Perché uno dei principali obiettivi dichiarati è proprio quello di incentivare lo sviluppo economico, premiando aziende e startup che stanno impegnandosi in questo settore. Dopo un anno dall’introduzione sul mercato, l’agenzia regolatoria dovrebbe confermare la rimborsabilità solo alle tecnologie che avessero provato la propria efficacia.

Non mancano gli interrogativi. Attualmente, nell’Apple store sono presenti oltre 300 mila app che si propongono come strumenti per migliorare benessere o salute o per gestire la propria malattia [3]. Quale ente regolatorio potrebbe candidarsi alla valutazione di un numero così ampio di proposte? Ancora: nel Regno Unito, il National institute for health and care excellence (Nice) – d’intesa con il Nhs England e con il Nhs Digital – ha prodotto delle linee guida che spiegano ai produttori il tipo e la qualità delle prove che potranno motivare la rimborsabilità delle tecnologie digitali. C’è sufficiente chiarezza sulla necessità di disegnare e condurre sperimentazioni controllate randomizzate per valutare le terapie digitali o ci si accontenterà della real world evidence che scaturirà dall’uso delle app?

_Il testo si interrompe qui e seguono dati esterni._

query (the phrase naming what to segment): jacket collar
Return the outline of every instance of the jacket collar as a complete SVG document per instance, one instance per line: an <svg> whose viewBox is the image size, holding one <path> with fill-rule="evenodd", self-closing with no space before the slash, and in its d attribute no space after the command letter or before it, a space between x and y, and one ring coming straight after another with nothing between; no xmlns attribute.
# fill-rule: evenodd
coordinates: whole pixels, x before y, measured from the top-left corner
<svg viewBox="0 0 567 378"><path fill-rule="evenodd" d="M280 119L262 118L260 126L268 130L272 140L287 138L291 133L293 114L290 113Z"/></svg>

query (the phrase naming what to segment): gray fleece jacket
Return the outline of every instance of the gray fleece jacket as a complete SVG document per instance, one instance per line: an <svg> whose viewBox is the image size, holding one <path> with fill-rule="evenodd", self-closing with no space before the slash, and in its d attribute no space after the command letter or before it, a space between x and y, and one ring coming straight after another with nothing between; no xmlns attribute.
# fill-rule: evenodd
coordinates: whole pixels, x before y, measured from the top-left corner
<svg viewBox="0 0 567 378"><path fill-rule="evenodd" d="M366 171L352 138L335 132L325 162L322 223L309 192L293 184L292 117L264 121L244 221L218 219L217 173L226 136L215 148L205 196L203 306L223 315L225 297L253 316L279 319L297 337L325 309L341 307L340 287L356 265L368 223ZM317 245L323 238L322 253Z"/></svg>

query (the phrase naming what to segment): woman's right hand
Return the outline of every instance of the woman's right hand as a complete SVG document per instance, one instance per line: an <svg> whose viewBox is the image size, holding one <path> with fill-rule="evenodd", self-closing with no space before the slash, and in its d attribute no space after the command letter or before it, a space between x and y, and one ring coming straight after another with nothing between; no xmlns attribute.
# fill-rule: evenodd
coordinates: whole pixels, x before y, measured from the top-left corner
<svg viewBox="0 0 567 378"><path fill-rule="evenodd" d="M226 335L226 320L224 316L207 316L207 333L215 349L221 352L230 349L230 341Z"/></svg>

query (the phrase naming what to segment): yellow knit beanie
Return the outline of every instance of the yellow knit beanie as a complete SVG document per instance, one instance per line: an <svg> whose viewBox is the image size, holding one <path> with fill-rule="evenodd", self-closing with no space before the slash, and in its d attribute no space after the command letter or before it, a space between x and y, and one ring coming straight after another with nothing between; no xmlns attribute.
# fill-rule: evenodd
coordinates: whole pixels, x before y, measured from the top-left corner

Finché non “romperai” niente, significa che non ti stai muovendo abbastanza velocemente. — Mark Zuckerberg

Altra domanda riguarda l’arruolamento implicito dei cittadini in studi sperimentali o osservazionali destinati a produrre dati utili ai produttori per perfezionare le tecnologie e rivenderle aggiornate a un maggior costo agli stessi utenti che hanno contribuito a migliorarle. I sistemi sanitari saranno capaci di difendere i diritti dei cittadini nella inevitabile negoziazione con i grandi player del capitalismo della sorveglianza che prospera sulla raccolta delle previsioni dei comportamenti costantemente monitorati degli utenti delle tecnologie [4]? Lo scenario distopico ma realista prospettato da Éric Sadin vede i professionisti sanitari detronizzati da un’industria della medicina che monitora, diagnostica e cura il singolo paziente, eleggendo a setting elettivo la casa del malato [5]. Il delitto perfetto della sanità pubblica: la salute è una questione privata che riguarda il singolo individuo e la sua capacità di monitorare e risolvere personalmente i propri problemi.

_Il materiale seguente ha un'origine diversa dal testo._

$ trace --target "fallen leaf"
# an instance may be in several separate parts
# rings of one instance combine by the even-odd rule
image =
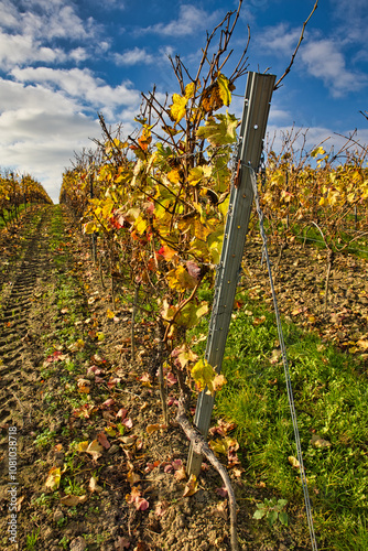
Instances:
[[[136,483],[138,483],[141,479],[139,474],[134,473],[133,471],[130,471],[127,475],[127,480],[129,482],[130,486],[134,486]]]
[[[130,541],[127,538],[118,536],[118,539],[115,541],[113,547],[116,551],[123,551],[125,549],[130,548]]]
[[[97,434],[97,440],[105,447],[105,450],[110,447],[110,442],[107,440],[105,432]]]
[[[227,497],[228,496],[228,493],[227,493],[227,489],[225,488],[225,486],[223,486],[221,488],[216,488],[215,491],[220,497]]]
[[[163,500],[159,501],[154,508],[154,512],[158,517],[162,517],[165,512],[167,512],[169,503]]]
[[[191,475],[188,482],[185,485],[183,497],[191,497],[196,491],[198,491],[197,477],[195,475]]]
[[[186,480],[185,468],[181,467],[177,471],[175,471],[174,477],[175,477],[175,480],[177,480],[177,482]]]
[[[313,434],[311,439],[311,444],[314,447],[329,447],[331,442],[328,440],[324,440],[323,437],[318,436],[318,434]]]
[[[152,434],[152,432],[160,431],[160,429],[161,429],[161,424],[148,424],[145,428],[148,434]]]
[[[90,392],[90,380],[78,379],[77,387],[78,387],[78,392],[88,395]]]
[[[98,478],[96,478],[95,476],[91,476],[90,479],[89,479],[89,491],[91,491],[93,494],[96,491],[96,494],[99,494],[100,491],[102,491],[102,487],[101,486],[98,486]]]
[[[61,483],[62,472],[59,467],[52,467],[48,471],[47,479],[45,482],[46,488],[57,489]]]
[[[218,517],[221,517],[224,520],[227,520],[227,501],[220,501],[219,504],[217,504],[214,512]]]
[[[78,504],[87,501],[87,496],[65,496],[61,498],[61,504],[67,507],[75,507]]]
[[[94,440],[87,447],[86,453],[89,453],[94,461],[97,461],[98,457],[102,455],[104,447],[99,444],[97,440]]]
[[[121,408],[118,413],[116,414],[116,417],[121,417],[121,419],[125,419],[127,417],[127,413],[128,413],[128,410],[125,409],[125,408]]]
[[[290,465],[293,468],[300,468],[301,464],[299,463],[299,461],[296,460],[296,457],[293,457],[292,455],[289,455],[288,461],[289,461]]]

Le agenzie regolatorie – ma prima ancora i governi – sono chiamati a una sfida della quale devono conoscere le difficoltà. Primo, dovrebbero avere consapevolezza che l’oggetto sul quale vigilare non è né il dispositivo né il software ma i dati comportamentali e sanitari da essi prodotti e gestiti. Secondo, dovrebbero considerare che l’high tech avanza tre volte più veloce di un business comune, che i governi vanno tre volte più lenti di un business comune e che quindi il gap ammonta a nove volte [6]. Uno sguardo informato e indipendente dai grandi interessi che si muovono dietro la spinta per il cambiamento suggerisce l’opportunità di una trasformazione governata della sanità. Certamente occorrerà far presto, ma quello di fare dei danni è un rischio che non conviene correre se ci sono di mezzo la salute e i diritti dei cittadini.

Bibliografia

[1] Parker L, Bero L, Gillies D, et al. Mental health messages in prominent mental health apps. Ann Fam Med 2018;16:338-42.
[2] Loudin A. Data Catch-22: How tech gadgets for exercise sometimes do more harm than good. Washington Post, 14 dicembre 2019.
[3] Makin S. The emerging world of digital therapeutics. Nature, 25 settembre, 2019.
[4] Zuboff S. Il capitalismo della sorveglianza. Il futuro dell’umanità nell’era dei nuovi poteri. Roma: Luiss 2019.
[5] Sadin É. Critica della ragione artificiale. Una difesa dell’umanità. Roma: Luiss 2019.
[6] Cunningham L. Google’s Eric Schmidt expounds on his Senate testimony. Washington Post, 30 settembre 2011.